More small hospitals view the da Vinci system “as a tool they need to recruit and retain surgeons and to stay viable,” said Liz Tiernan, a consultant in the Advisory Board Co.'s research and insights groups. “It is considered a standard of care .… but it's rarely financially viable for them.”
Hospitals of all sizes say they are developing credentialing programs and limiting access to the system to the most experienced and skilled surgeons. Training and credentialing are a big concern because there is a steep learning curve in using the da Vinci system, with a risk of serious injuries to patients if surgical mistakes are made. Experts say surgeons need experience with 20 to 30 robot-assisted procedures before they are adequately trained.
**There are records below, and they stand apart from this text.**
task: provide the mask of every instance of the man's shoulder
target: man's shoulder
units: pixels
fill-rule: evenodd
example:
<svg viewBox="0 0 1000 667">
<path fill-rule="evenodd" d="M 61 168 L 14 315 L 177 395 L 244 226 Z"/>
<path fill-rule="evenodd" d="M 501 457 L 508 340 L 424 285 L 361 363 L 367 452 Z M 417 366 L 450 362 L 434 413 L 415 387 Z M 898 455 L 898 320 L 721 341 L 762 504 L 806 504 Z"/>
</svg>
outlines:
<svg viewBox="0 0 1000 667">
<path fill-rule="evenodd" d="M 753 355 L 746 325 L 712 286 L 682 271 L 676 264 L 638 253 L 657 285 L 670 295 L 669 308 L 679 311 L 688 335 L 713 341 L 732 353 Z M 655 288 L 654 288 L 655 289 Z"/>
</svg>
Memorial Hospital acquired a simulator to help train its surgeons. “We are not concerned about the proficiency of our surgeons,” a Memorial spokesman said. “We owned the robot for six months before any surgeries were performed. During that time, the surgeons trained on the simulator and traveled to other active da Vinci sites to work with surgeons.”
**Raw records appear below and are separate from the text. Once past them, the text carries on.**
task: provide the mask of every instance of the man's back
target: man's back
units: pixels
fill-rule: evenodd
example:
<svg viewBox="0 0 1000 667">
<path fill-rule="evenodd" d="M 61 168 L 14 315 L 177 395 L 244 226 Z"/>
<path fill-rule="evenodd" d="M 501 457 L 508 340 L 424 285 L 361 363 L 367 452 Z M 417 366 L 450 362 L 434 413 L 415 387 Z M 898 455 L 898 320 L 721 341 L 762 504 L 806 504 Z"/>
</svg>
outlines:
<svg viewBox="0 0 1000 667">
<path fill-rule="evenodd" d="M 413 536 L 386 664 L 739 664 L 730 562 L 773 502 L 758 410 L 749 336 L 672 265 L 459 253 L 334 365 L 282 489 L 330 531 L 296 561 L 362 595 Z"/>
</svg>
But when surgeons at a smaller hospital don't reach the estimated proficiency threshold, that raises questions about the adequacy of their experience. “It becomes even more difficult to justify this decision,” Tiernan said.
North Valley Hospital, a 25-bed critical-access hospital in Whitefish, Mont., has 11 surgeons trained in robotic surgery, including seven surgeons recruited since the hospital implemented the robotics program in 2010, according to a hospital spokeswoman. It performed about 250 robotic procedures last year. When it bought the system, it was the only hospital in northwest Montana to have a da Vinci, though Kalispell Regional Healthcare has since acquired two da Vincis.
“If a hospital makes that decision, they need to consider all of the variables, which includes taking a look at efficacy and cost-effectiveness and really make sure they hammer out their training programs,” said Chris Schabowsky, senior project officer for health devices at the ECRI Institute.
Meanwhile, Intuitive Surgical is facing pressure to pump up sales. In an April 8 preview of its first-quarter results, company officials braced investors for a 24% decline in revenue as fewer hospitals invest in robotic surgery systems.
Intuitive said it sold only 45 da Vinci systems in the U.S. in the first quarter of 2014, compared with 115 during the same period in 2013. Full company earnings are scheduled for release April 22.
There were 240,000 robot-assisted gynecologic procedures in 2013, compared with 222,000 in 2012 and 170,000 in 2011. Nearly 80% of prostatectomies performed in the U.S. now use the da Vinci system. The company attributed lower gynecological-procedure growth rates last year to market saturation, pressure on hospital admissions, negative media attention and insurers pushing for conservative treatments and more treatments in outpatient settings.
This month, the company said it would book a $67 million pre-tax charge related to an expected product liability settlement that will resolve claims that patients suffered complications from its monopolar curved scissors, which were recalled in 2013, and the scissors' first-generation tip covers, which were withdrawn from the market in 2012.
The American College of Obstetricians and Gynecologists issued a strongly worded statement last year urging women to separate “marketing hype from the reality” when choosing a surgical approach to hysterectomy. “There (are) no good data proving that robotic hysterectomy is even as good as—let alone better—than existing, and far less costly, minimally invasive alternatives,” ACOG President Dr. James Breeden said in a March 2013 statement.
While some small hospitals see strong reasons for buying a da Vinci, it's not going to be viable for many others, including most critical-access hospitals, said Slabach of the National Rural Health Association. “I don't think we should look any time soon for da Vincis to be placed in every single critical-access hospital in the country,” he said. “Though I'm sure the manufacturer would love that.”